After rebooting the host, I manually started the master service:

root@tools-sgegrid-master:~# systemctl start gridengine-master.service

It started ok this time, and that brought everything back up.

tools-sgewebgen-10-3 was non-responsive too, could not ssh to it myself, though andrew was able to and rebooted the host.
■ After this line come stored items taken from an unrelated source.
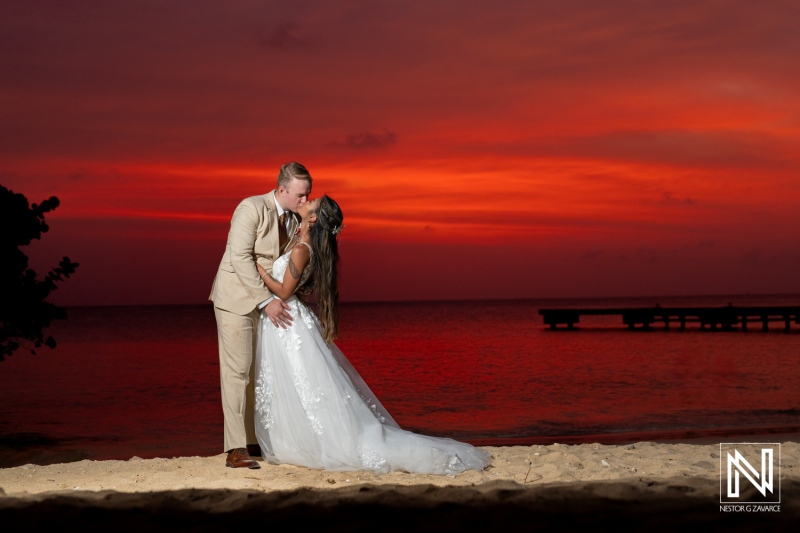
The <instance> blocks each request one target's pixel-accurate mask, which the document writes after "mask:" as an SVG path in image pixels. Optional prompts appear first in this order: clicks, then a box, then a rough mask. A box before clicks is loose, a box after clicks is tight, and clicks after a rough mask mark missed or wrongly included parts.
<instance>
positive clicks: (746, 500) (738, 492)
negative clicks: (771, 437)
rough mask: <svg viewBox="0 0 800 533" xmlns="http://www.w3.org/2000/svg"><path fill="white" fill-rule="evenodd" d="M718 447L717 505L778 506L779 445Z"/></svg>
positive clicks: (730, 445) (755, 445)
mask: <svg viewBox="0 0 800 533" xmlns="http://www.w3.org/2000/svg"><path fill="white" fill-rule="evenodd" d="M719 447H720V450H719V452H720V453H719V460H720V465H719V466H720V503H780V501H781V496H780V454H781V445H780V444H777V443H764V444H762V443H749V442H740V443H727V444H720V445H719ZM776 457H777V459H778V471H777V476H776V472H775V459H776ZM754 465H755V466H754ZM776 478H777V479H776ZM776 481H777V483H776ZM776 488H777V490H776ZM754 489H755V490H754Z"/></svg>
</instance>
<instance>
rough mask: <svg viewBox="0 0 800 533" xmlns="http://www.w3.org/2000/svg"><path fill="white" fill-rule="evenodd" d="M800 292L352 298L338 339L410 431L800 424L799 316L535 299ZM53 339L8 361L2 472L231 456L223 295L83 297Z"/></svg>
mask: <svg viewBox="0 0 800 533" xmlns="http://www.w3.org/2000/svg"><path fill="white" fill-rule="evenodd" d="M798 302H800V297H791V296H786V297H769V298H766V297H749V298H745V297H738V298H734V297H723V298H688V299H686V298H684V299H679V298H661V299H658V300H654V299H639V300H630V299H627V300H622V299H618V300H583V301H577V300H572V301H552V300H551V301H546V302H545V301H539V302H535V301H517V302H480V303H476V302H445V303H407V304H396V303H393V304H345V305H343V307H342V310H341V327H340V331H341V332H342V335H341V338H340V339H339V341H338V342H337V343H338V344H339V346H340V347H341V349H342V350H343V352H344V353H345V355H347V357H348V358H349V359H350V360H351V361H352V362H353V364H354V365H355V367H356V368H357V369H358V370H359V371H360V372H361V374H362V376H363V377H364V378H365V380H366V381H367V382H368V383H369V384H370V386H371V387H372V388H373V390H374V391H375V393H376V394H377V395H378V397H379V398H381V401H382V402H383V403H384V405H385V406H386V407H387V409H389V411H390V412H391V413H392V416H393V417H394V418H395V419H396V420H397V421H398V423H400V424H401V426H403V427H404V428H406V429H411V430H414V431H419V432H423V433H427V434H432V435H442V436H451V437H455V438H459V439H463V440H469V441H471V442H473V443H478V444H480V443H498V442H509V443H510V442H514V443H525V442H531V443H532V442H553V441H554V440H560V441H561V442H567V441H570V442H576V441H580V440H581V439H588V440H592V441H598V440H599V439H598V438H597V437H596V436H597V435H598V434H617V435H618V434H621V433H637V432H638V433H642V432H650V433H648V435H651V436H652V435H656V436H657V435H669V434H681V433H685V432H687V431H690V432H691V431H693V432H698V431H699V432H702V431H711V432H714V431H715V428H716V429H717V430H719V429H735V428H747V427H779V426H784V427H786V426H792V425H793V424H796V423H797V422H796V421H797V420H798V414H799V413H800V372H798V360H797V356H798V354H800V327H798V329H797V330H795V331H793V332H791V333H789V334H786V333H783V332H781V331H780V330H779V329H778V328H777V327H776V329H775V330H774V331H769V332H761V331H755V330H753V331H748V332H746V333H745V332H711V331H700V330H698V329H691V328H689V329H688V330H687V331H685V332H680V331H678V330H675V329H674V330H671V331H668V332H665V331H662V330H660V329H654V330H653V331H650V332H643V331H628V330H626V329H624V327H623V326H622V324H621V323H619V320H620V319H619V317H590V318H589V319H582V321H581V324H580V329H579V330H578V331H573V332H568V331H549V330H547V329H545V327H544V325H543V324H542V320H541V316H540V315H539V314H538V309H539V308H542V307H551V308H552V307H557V306H564V307H566V306H571V307H587V306H598V307H617V306H619V307H622V306H651V305H654V304H656V303H660V304H661V305H662V306H668V305H669V306H678V305H683V306H712V305H713V306H717V305H727V304H728V303H733V304H734V305H797V303H798ZM52 333H53V335H54V336H55V337H56V339H57V340H58V341H59V345H58V347H57V348H56V349H55V350H53V351H48V350H42V351H40V353H39V354H38V355H35V356H34V355H28V354H23V353H17V354H16V355H14V356H13V357H11V358H10V359H9V360H8V361H6V362H5V363H3V364H2V365H0V400H2V401H1V402H0V433H2V434H3V435H6V436H7V438H6V439H0V459H1V460H2V461H3V463H4V464H5V465H8V464H10V463H9V462H11V463H14V464H20V463H19V461H24V462H39V463H42V462H49V461H48V457H51V458H53V460H57V461H63V460H76V459H81V458H85V457H90V458H93V459H105V458H117V459H127V458H130V457H132V456H139V457H157V456H160V457H172V456H180V455H214V454H217V453H221V452H222V414H221V408H220V400H219V367H218V360H217V357H218V355H217V341H216V325H215V323H214V316H213V310H212V309H211V307H210V306H208V305H202V306H182V307H127V308H126V307H107V308H75V309H71V310H70V317H69V319H68V320H67V321H64V322H61V323H57V324H56V325H55V326H54V327H53V328H52ZM675 432H677V433H675ZM557 436H558V437H561V439H556V437H557ZM590 436H591V437H590ZM607 438H608V437H607ZM26 439H28V440H27V441H26ZM505 439H512V440H505ZM26 442H27V444H26V445H25V446H22V443H26ZM20 448H22V450H20ZM31 457H33V459H31ZM70 457H71V458H72V459H69V458H70ZM26 458H28V460H26Z"/></svg>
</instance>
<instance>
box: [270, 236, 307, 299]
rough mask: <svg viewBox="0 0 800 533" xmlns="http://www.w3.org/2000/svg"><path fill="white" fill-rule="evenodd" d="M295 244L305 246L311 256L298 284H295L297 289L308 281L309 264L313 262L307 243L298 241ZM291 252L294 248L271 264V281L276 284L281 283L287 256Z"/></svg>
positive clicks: (289, 254)
mask: <svg viewBox="0 0 800 533" xmlns="http://www.w3.org/2000/svg"><path fill="white" fill-rule="evenodd" d="M297 244H304V245H306V246H307V247H308V251H309V253H310V254H311V259H310V260H309V261H308V264H307V265H306V268H304V269H303V273H302V274H300V282H299V283H298V284H297V287H298V288H299V287H302V286H303V284H304V283H305V282H306V281H308V278H309V276H311V264H312V263H313V262H314V250H313V249H312V248H311V245H310V244H308V243H307V242H303V241H300V242H298V243H297ZM295 246H296V245H295ZM292 250H294V247H292V248H290V249H289V250H287V251H286V252H285V253H284V254H283V255H282V256H280V257H279V258H278V259H276V260H275V262H274V263H272V279H274V280H276V281H278V282H280V281H283V275H284V273H285V272H286V267H287V266H288V265H289V256H290V255H291V253H292Z"/></svg>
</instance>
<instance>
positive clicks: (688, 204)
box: [660, 192, 695, 206]
mask: <svg viewBox="0 0 800 533" xmlns="http://www.w3.org/2000/svg"><path fill="white" fill-rule="evenodd" d="M660 203H661V204H662V205H685V206H689V205H695V201H694V200H693V199H691V198H689V197H688V196H687V197H686V198H675V197H674V196H672V193H671V192H665V193H664V194H663V195H661V202H660Z"/></svg>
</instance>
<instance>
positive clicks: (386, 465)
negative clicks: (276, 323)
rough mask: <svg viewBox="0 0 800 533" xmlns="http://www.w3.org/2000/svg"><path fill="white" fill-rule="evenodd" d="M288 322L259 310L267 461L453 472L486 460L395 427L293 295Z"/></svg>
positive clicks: (257, 395) (257, 363)
mask: <svg viewBox="0 0 800 533" xmlns="http://www.w3.org/2000/svg"><path fill="white" fill-rule="evenodd" d="M286 303H287V304H288V305H289V306H290V311H289V312H290V313H291V314H292V317H293V318H294V321H293V322H292V325H291V326H290V327H288V328H286V329H283V328H279V327H278V328H276V327H275V326H273V325H272V323H271V322H270V321H269V320H268V319H265V318H264V316H263V315H262V317H261V319H260V323H259V337H258V348H257V351H256V420H255V426H256V436H257V438H258V443H259V445H260V446H261V453H262V455H263V457H264V460H266V461H268V462H271V463H288V464H294V465H301V466H307V467H311V468H321V469H325V470H372V471H374V472H378V473H385V472H391V471H393V470H404V471H406V472H411V473H418V474H457V473H460V472H463V471H465V470H470V469H474V470H483V469H484V468H485V467H486V466H487V465H488V464H489V461H490V459H491V457H490V455H489V454H488V453H487V452H486V451H484V450H481V449H478V448H475V447H474V446H471V445H469V444H466V443H463V442H458V441H455V440H453V439H447V438H438V437H428V436H425V435H418V434H415V433H412V432H410V431H405V430H403V429H400V427H399V426H398V425H397V423H396V422H395V421H394V419H393V418H392V417H391V416H390V415H389V413H388V412H387V411H386V409H385V408H384V407H383V405H381V403H380V401H378V399H377V398H376V397H375V395H374V394H372V391H371V390H370V389H369V387H367V384H366V383H364V380H363V379H361V376H359V375H358V373H357V372H356V370H355V369H354V368H353V366H352V365H351V364H350V362H349V361H348V360H347V359H346V358H345V356H344V354H342V352H341V351H340V350H339V349H338V348H337V347H336V346H335V345H334V344H333V343H331V344H327V343H326V342H325V341H324V340H323V338H322V328H321V325H320V323H319V321H318V319H317V317H316V315H314V314H313V313H312V312H311V311H310V310H309V309H308V308H307V307H306V306H305V304H303V303H302V302H300V301H299V300H298V299H296V298H294V297H292V298H289V299H288V300H287V301H286Z"/></svg>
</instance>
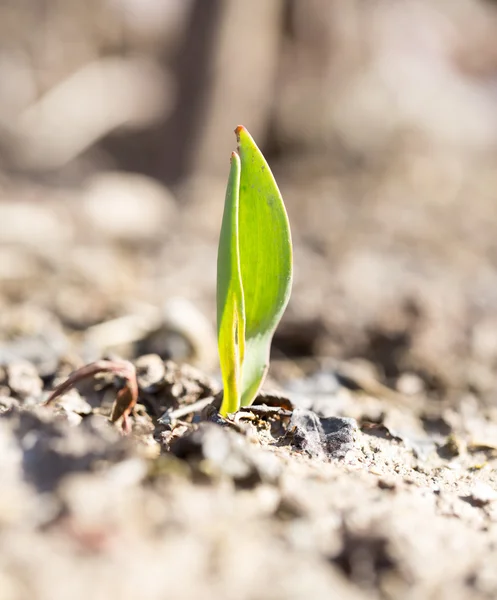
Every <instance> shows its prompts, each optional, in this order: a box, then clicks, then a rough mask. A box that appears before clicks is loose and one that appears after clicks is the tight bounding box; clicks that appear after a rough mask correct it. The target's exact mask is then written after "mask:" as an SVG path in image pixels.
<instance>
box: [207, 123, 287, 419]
mask: <svg viewBox="0 0 497 600" xmlns="http://www.w3.org/2000/svg"><path fill="white" fill-rule="evenodd" d="M235 133H236V136H237V140H238V151H237V152H233V153H232V155H231V169H230V174H229V178H228V186H227V189H226V199H225V205H224V214H223V221H222V225H221V234H220V237H219V249H218V256H217V332H218V346H219V361H220V365H221V374H222V379H223V401H222V404H221V411H220V412H221V414H222V415H224V416H226V415H227V414H228V413H233V412H236V411H237V410H238V409H239V408H240V407H241V406H250V405H251V404H252V402H253V401H254V399H255V397H256V396H257V393H258V391H259V389H260V387H261V385H262V383H263V381H264V378H265V376H266V373H267V370H268V367H269V351H270V347H271V340H272V338H273V334H274V331H275V329H276V326H277V325H278V323H279V321H280V319H281V317H282V315H283V312H284V310H285V308H286V305H287V304H288V300H289V298H290V291H291V286H292V241H291V235H290V226H289V223H288V217H287V214H286V210H285V205H284V204H283V199H282V197H281V194H280V191H279V189H278V186H277V185H276V181H275V179H274V177H273V174H272V173H271V170H270V168H269V166H268V164H267V162H266V160H265V158H264V156H263V155H262V153H261V151H260V150H259V148H258V147H257V146H256V144H255V142H254V140H253V139H252V137H251V136H250V134H249V133H248V131H247V130H246V129H245V128H244V127H241V126H240V127H237V128H236V130H235Z"/></svg>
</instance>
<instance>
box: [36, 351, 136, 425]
mask: <svg viewBox="0 0 497 600" xmlns="http://www.w3.org/2000/svg"><path fill="white" fill-rule="evenodd" d="M99 373H112V375H115V376H117V377H121V378H122V379H124V382H125V383H124V386H123V387H122V388H121V389H120V390H119V391H118V393H117V395H116V399H115V400H114V404H113V405H112V411H111V415H110V420H111V421H112V422H113V423H115V422H116V421H118V420H119V419H122V429H123V432H124V433H126V434H127V433H129V432H130V431H131V426H130V423H129V419H128V417H129V415H130V414H131V411H132V410H133V408H134V406H135V404H136V402H137V400H138V382H137V380H136V369H135V366H134V365H133V364H132V363H130V362H129V361H127V360H99V361H96V362H93V363H90V364H89V365H85V366H84V367H81V369H78V370H77V371H74V372H73V373H71V375H70V376H69V377H68V379H66V381H64V382H63V383H61V384H60V385H58V386H57V387H56V388H55V389H54V390H53V392H52V393H51V394H50V396H49V397H48V399H47V401H46V402H45V406H48V405H50V404H52V402H53V401H54V400H55V399H56V398H58V397H60V396H62V394H65V393H66V392H68V391H69V390H70V389H71V388H73V387H74V386H75V385H76V384H77V383H78V382H80V381H82V380H83V379H86V378H87V377H94V376H95V375H98V374H99Z"/></svg>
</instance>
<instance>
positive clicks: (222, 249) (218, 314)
mask: <svg viewBox="0 0 497 600" xmlns="http://www.w3.org/2000/svg"><path fill="white" fill-rule="evenodd" d="M240 169H241V165H240V157H239V156H238V154H236V153H235V152H233V153H232V155H231V169H230V174H229V178H228V186H227V188H226V199H225V203H224V213H223V221H222V225H221V234H220V236H219V248H218V253H217V336H218V346H219V362H220V365H221V373H222V377H223V406H222V412H223V414H227V413H229V412H235V411H237V410H238V408H239V406H240V400H239V399H240V379H241V368H242V362H243V358H244V341H245V333H244V331H245V312H244V303H243V288H242V279H241V272H240V250H239V225H238V220H239V217H238V210H239V189H240Z"/></svg>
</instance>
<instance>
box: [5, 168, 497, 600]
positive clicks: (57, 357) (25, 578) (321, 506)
mask: <svg viewBox="0 0 497 600" xmlns="http://www.w3.org/2000/svg"><path fill="white" fill-rule="evenodd" d="M483 168H484V167H483ZM288 173H292V174H293V175H289V176H288V177H287V178H286V179H285V178H283V185H282V187H283V188H284V190H285V191H286V193H285V196H286V198H287V203H288V207H289V211H290V219H291V221H292V222H293V223H295V227H294V237H295V256H296V281H295V289H294V295H293V298H292V304H291V305H290V307H289V309H288V313H287V315H286V317H285V320H284V322H283V323H282V326H281V328H280V330H279V331H278V334H277V336H276V338H275V344H274V359H273V363H272V371H271V377H270V380H269V381H268V383H267V386H266V388H267V389H268V390H271V389H273V388H276V389H279V390H280V392H283V393H284V394H286V395H287V396H288V397H289V399H290V402H288V401H283V400H281V398H280V399H279V400H278V396H276V399H275V398H274V397H270V398H269V399H268V398H266V399H264V398H262V399H260V401H261V402H264V401H266V402H269V403H271V402H272V403H273V404H274V406H273V407H272V408H271V409H263V408H260V407H256V408H254V411H253V412H250V411H249V412H245V413H242V414H241V415H239V416H238V417H237V418H236V419H235V422H234V423H232V424H228V425H226V424H224V425H222V424H219V423H213V422H209V421H208V420H207V421H204V422H200V421H201V416H200V415H199V414H197V415H196V417H195V419H194V422H193V423H192V415H187V416H185V417H178V418H176V420H173V422H172V423H170V424H169V425H167V424H161V423H158V421H157V419H158V417H160V416H161V415H162V414H163V413H164V412H165V411H169V412H170V411H171V410H172V411H174V410H176V409H178V408H182V407H184V406H186V405H189V404H192V403H193V402H196V401H197V400H199V399H202V398H209V397H211V396H212V395H213V394H215V393H216V392H217V391H218V387H217V386H218V384H217V382H216V381H215V380H211V379H210V377H209V375H208V374H209V373H214V374H215V367H216V349H215V341H214V336H213V331H212V319H211V316H212V315H213V314H214V278H215V252H216V240H215V238H216V235H217V228H218V225H219V216H220V210H221V206H220V202H219V198H222V189H221V188H222V186H219V189H218V188H212V189H211V190H210V192H211V193H210V194H208V195H207V196H206V197H204V196H202V198H201V202H200V200H198V198H199V195H198V194H196V193H195V189H196V187H195V186H196V185H197V184H195V182H194V183H192V184H191V186H190V188H186V187H185V188H184V189H182V190H177V192H176V193H177V196H178V198H179V201H180V203H181V204H179V205H178V204H176V201H173V200H172V199H171V198H169V197H168V196H167V194H166V192H165V191H163V190H155V189H154V190H153V192H152V191H150V190H149V192H150V193H149V194H148V195H147V193H146V190H145V189H144V188H140V210H139V211H138V212H137V213H136V214H134V213H131V216H130V215H124V216H123V214H122V210H121V208H122V205H120V206H121V208H119V209H116V208H115V203H114V204H113V203H112V201H108V198H107V196H106V195H105V194H104V193H103V191H105V185H107V186H110V188H111V189H112V185H121V183H122V182H120V180H119V178H120V177H121V176H113V177H114V179H113V178H112V177H110V178H109V179H107V180H105V179H104V180H102V179H99V180H95V181H94V182H93V183H92V185H93V188H92V187H91V185H90V187H89V190H90V191H91V190H93V191H92V192H91V193H90V191H88V190H86V191H84V192H81V191H78V192H76V191H72V192H71V193H69V191H68V190H66V189H64V188H58V189H50V190H48V189H47V188H45V187H44V186H42V185H41V184H40V185H39V187H36V186H34V185H33V184H30V186H29V188H28V187H26V189H24V188H22V187H19V186H17V187H16V186H13V187H12V190H11V197H12V201H11V202H10V203H8V202H7V203H4V204H1V205H0V219H1V222H2V223H3V224H4V227H3V229H2V232H1V235H2V240H1V241H2V245H1V248H0V251H1V253H2V260H1V262H0V265H1V268H0V276H1V280H2V293H1V298H0V302H1V316H0V333H1V344H0V357H1V362H2V365H3V366H2V368H1V369H0V413H1V415H0V472H1V476H0V600H24V599H28V598H29V599H30V600H33V599H40V600H58V599H61V600H62V599H66V598H71V599H74V600H78V599H79V598H81V599H85V600H86V599H88V598H94V599H99V598H102V599H103V598H109V597H113V598H120V599H123V600H126V599H128V598H129V599H134V598H147V599H155V598H157V599H159V598H166V597H167V598H184V599H190V598H195V597H197V598H198V597H200V598H205V599H209V598H213V599H218V600H220V599H224V598H225V599H233V598H238V599H240V600H243V599H255V598H274V599H277V598H278V599H301V598H302V599H303V598H332V597H334V598H340V599H341V600H342V599H344V600H347V599H349V598H350V599H363V598H364V599H366V598H392V599H393V598H403V599H404V598H409V599H411V598H412V599H418V598H422V599H424V600H425V599H431V598H433V599H435V598H436V599H443V598H451V599H452V600H453V599H469V598H471V599H480V598H482V599H483V598H493V597H495V596H496V595H497V569H496V568H495V565H496V564H497V475H496V470H495V469H496V465H497V408H496V406H497V405H496V403H495V389H496V377H495V369H494V367H495V357H496V356H497V343H496V339H497V333H496V329H495V323H496V318H497V315H496V311H495V309H494V303H493V301H492V299H493V298H494V297H495V296H496V295H497V285H496V283H495V273H494V271H493V267H492V258H491V257H492V256H494V246H495V236H494V235H490V233H491V231H492V228H491V227H489V226H488V225H487V226H486V228H485V229H482V227H480V226H481V225H482V224H483V223H489V222H490V223H491V222H492V219H494V220H495V216H493V213H494V211H493V209H492V204H491V203H490V201H489V203H488V205H487V204H485V202H483V201H482V202H480V203H479V204H478V210H476V209H475V210H473V211H472V212H471V213H468V212H467V211H466V210H465V207H464V206H462V205H461V206H460V207H458V206H457V205H456V206H453V207H452V210H451V211H450V214H449V213H448V212H447V213H443V215H444V219H443V221H441V220H440V218H438V221H437V215H438V217H440V213H441V211H440V206H439V205H437V204H433V203H432V204H430V203H426V205H423V204H421V206H419V205H418V206H417V209H416V210H417V212H416V219H414V218H413V216H412V215H409V214H408V215H407V216H406V211H409V210H410V207H411V206H412V204H411V203H410V202H411V201H410V199H409V197H406V198H405V201H404V200H403V199H399V198H398V197H395V201H393V200H392V198H390V196H389V195H388V194H387V193H386V192H385V190H383V191H382V194H381V195H380V194H379V193H378V198H381V201H380V200H378V201H377V202H376V203H374V202H370V203H369V204H367V206H366V205H364V204H361V203H360V201H359V200H358V198H361V197H362V193H363V191H362V189H361V186H362V185H363V184H362V183H361V182H356V183H355V184H354V187H353V189H343V190H342V191H343V197H344V198H346V200H343V201H342V200H341V199H340V198H341V194H340V193H338V192H337V186H338V188H340V186H341V185H342V183H341V180H340V177H339V176H337V177H335V178H334V179H333V181H331V180H330V179H329V178H326V177H323V178H322V179H321V180H320V184H319V188H318V189H316V190H313V189H311V188H309V186H308V185H307V184H305V183H302V184H301V188H299V185H298V184H297V182H296V181H295V180H293V179H292V177H297V175H298V173H297V174H295V170H294V169H293V168H292V169H288ZM116 177H117V178H116ZM122 177H124V176H122ZM126 177H128V176H126ZM489 177H490V175H489ZM102 181H103V183H102ZM116 182H117V183H116ZM124 183H125V184H126V185H129V181H125V182H124ZM134 183H135V184H136V185H138V186H139V185H141V184H142V183H143V182H141V181H139V180H138V181H135V182H134ZM203 183H204V185H210V184H209V182H203ZM104 184H105V185H104ZM6 185H10V184H9V183H8V182H7V184H6ZM12 185H13V184H12ZM37 185H38V184H37ZM99 185H100V186H101V187H100V188H98V186H99ZM343 185H344V186H345V185H346V184H345V183H343ZM375 185H376V186H377V187H376V188H375ZM403 185H404V188H405V182H404V184H403ZM95 186H97V190H100V192H102V194H101V195H100V196H98V195H97V194H96V191H95ZM102 186H103V188H102ZM328 186H331V187H333V190H334V191H333V190H331V188H329V187H328ZM364 187H365V188H366V187H367V189H368V190H370V192H369V193H371V194H373V195H374V190H375V189H376V190H377V191H378V190H381V181H380V178H379V176H378V180H375V176H374V173H373V174H372V177H371V178H370V179H369V180H368V183H367V186H366V183H364ZM102 190H103V191H102ZM304 190H305V191H304ZM371 190H373V191H371ZM339 191H340V190H339ZM218 192H219V193H218ZM332 192H333V193H332ZM473 192H475V194H476V191H475V190H473ZM71 194H72V196H71ZM303 194H308V200H309V201H308V202H307V203H305V204H303V203H302V202H301V201H300V200H299V198H300V199H301V198H302V195H303ZM320 194H321V196H323V195H324V196H326V195H327V194H329V195H330V196H329V197H333V202H332V203H331V202H330V203H329V204H326V203H323V202H321V203H320V202H319V200H320V198H321V196H320ZM333 194H334V195H333ZM7 195H8V194H7ZM95 196H98V198H99V201H98V211H97V213H95V202H94V198H95ZM111 196H112V195H111ZM327 197H328V196H327ZM39 198H43V199H44V202H37V199H39ZM210 198H212V203H211V204H209V202H210V200H209V199H210ZM306 198H307V196H306ZM354 198H355V199H354ZM389 198H390V200H389ZM313 201H315V203H316V205H315V206H314V205H313ZM299 202H300V204H299ZM126 206H128V207H129V206H132V203H127V204H126ZM178 206H180V208H178ZM304 206H305V208H303V207H304ZM313 206H314V208H313ZM102 211H103V212H102ZM154 211H155V213H154ZM492 211H493V212H492ZM142 213H143V215H153V217H152V218H148V217H146V216H143V218H140V215H141V214H142ZM324 213H326V215H325V217H326V218H325V217H323V214H324ZM199 215H202V217H201V218H200V217H199ZM375 223H376V224H377V228H376V227H375ZM7 225H8V226H7ZM16 228H17V229H16ZM344 231H346V232H347V235H345V234H344ZM493 231H495V228H494V229H493ZM461 232H463V233H464V236H465V237H464V240H463V241H464V243H461V239H462V237H461V236H462V233H461ZM482 232H483V233H482ZM485 232H488V233H489V235H486V233H485ZM102 355H118V356H122V357H125V358H129V359H131V360H133V361H134V362H135V364H136V366H137V370H138V376H139V385H140V400H139V404H138V407H137V410H136V411H135V415H134V417H133V419H132V424H133V431H132V433H131V435H129V436H127V437H126V436H123V435H122V433H121V431H120V429H119V426H115V425H112V424H110V423H109V422H108V419H107V416H108V414H109V410H110V406H111V404H112V402H113V400H114V398H115V395H116V392H117V388H118V386H119V384H120V382H119V381H117V380H113V379H112V378H109V377H107V378H103V379H102V378H98V379H95V380H90V381H88V382H86V384H85V385H83V386H81V387H80V388H79V390H78V391H76V390H74V391H72V392H70V393H69V394H67V395H66V396H64V397H63V398H62V399H60V401H58V402H56V403H55V404H54V405H53V406H52V407H43V406H41V404H42V403H43V401H44V400H45V399H46V397H47V395H48V391H49V390H51V389H52V388H53V386H54V385H55V384H57V383H60V382H61V381H63V380H64V379H65V378H66V377H67V375H68V374H69V373H70V372H71V371H72V370H73V369H75V368H77V367H79V366H81V365H82V364H84V363H85V362H88V361H91V360H95V359H97V358H99V357H101V356H102ZM159 355H160V356H159ZM167 357H172V358H173V359H175V361H176V362H168V361H167V360H166V361H165V362H164V358H167ZM182 362H185V363H187V364H188V363H195V364H197V365H198V366H199V370H195V369H194V368H192V367H190V366H185V367H181V368H180V367H178V366H177V363H178V364H180V363H182ZM121 383H122V382H121ZM309 410H310V411H313V413H314V414H315V415H317V416H316V417H315V418H314V421H312V418H310V417H309V414H310V413H308V412H306V411H309ZM299 415H300V417H299V418H301V417H302V415H304V417H305V418H304V419H303V421H305V422H306V423H307V425H306V426H305V427H304V429H305V428H306V427H307V429H306V431H307V433H305V432H304V433H302V431H299V429H298V427H296V424H295V423H296V421H295V418H296V416H297V417H298V416H299ZM173 416H174V415H173ZM204 416H205V415H204ZM337 416H340V417H347V418H351V419H353V420H352V421H339V422H337V421H334V420H333V419H332V417H337ZM306 419H307V420H306ZM330 419H331V420H330ZM303 421H302V419H301V421H300V424H301V425H302V422H303ZM311 421H312V422H311ZM312 423H314V424H317V425H316V427H317V428H316V429H314V430H313V429H312V427H313V425H312ZM337 432H338V433H337Z"/></svg>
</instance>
There was this log in dmesg:

root@tools-sgewebgen-10-3:~# dmesg -T
...
[Mon Apr 17 06:23:28 2023] Process accounting resumed
[Mon Apr 17 12:27:08 2023] nfs: server tools-nfs.svc.tools.eqiad1.wikimedia.cloud not responding, timed out
[Mon Apr 17 14:04:35 2023] serial8250: too much work for irq4
[Mon Apr 17 14:04:35 2023] serial8250: too much work for irq4
[Mon Apr 17 14:04:35 2023] serial8250: too much work for irq4
[Mon Apr 17 14:04:35 2023] serial8250: too much work for irq4
[Mon Apr 17 14:04:43 2023] serial8250: too much work for irq4
[Mon Apr 17 14:04:43 2023] serial8250: too much work for irq4
[Mon Apr 17 14:04:43 2023] serial8250: too much work for irq4
[Mon Apr 17 14:04:43 2023] serial8250: too much work for irq4

Ran puppet on the console and failed with:

Error: '/usr/bin/timeout -k 5s 20s /bin/mkdir -p /mnt/nfs/labstore-secondary-tools-project' returned 124 instead of one of [0]

So point to NFS being stuck. Waiting for it to reboot.

dcaro moved this task from Backlog to Done on the cloud-services-team (FY2022/2023-Q4) board.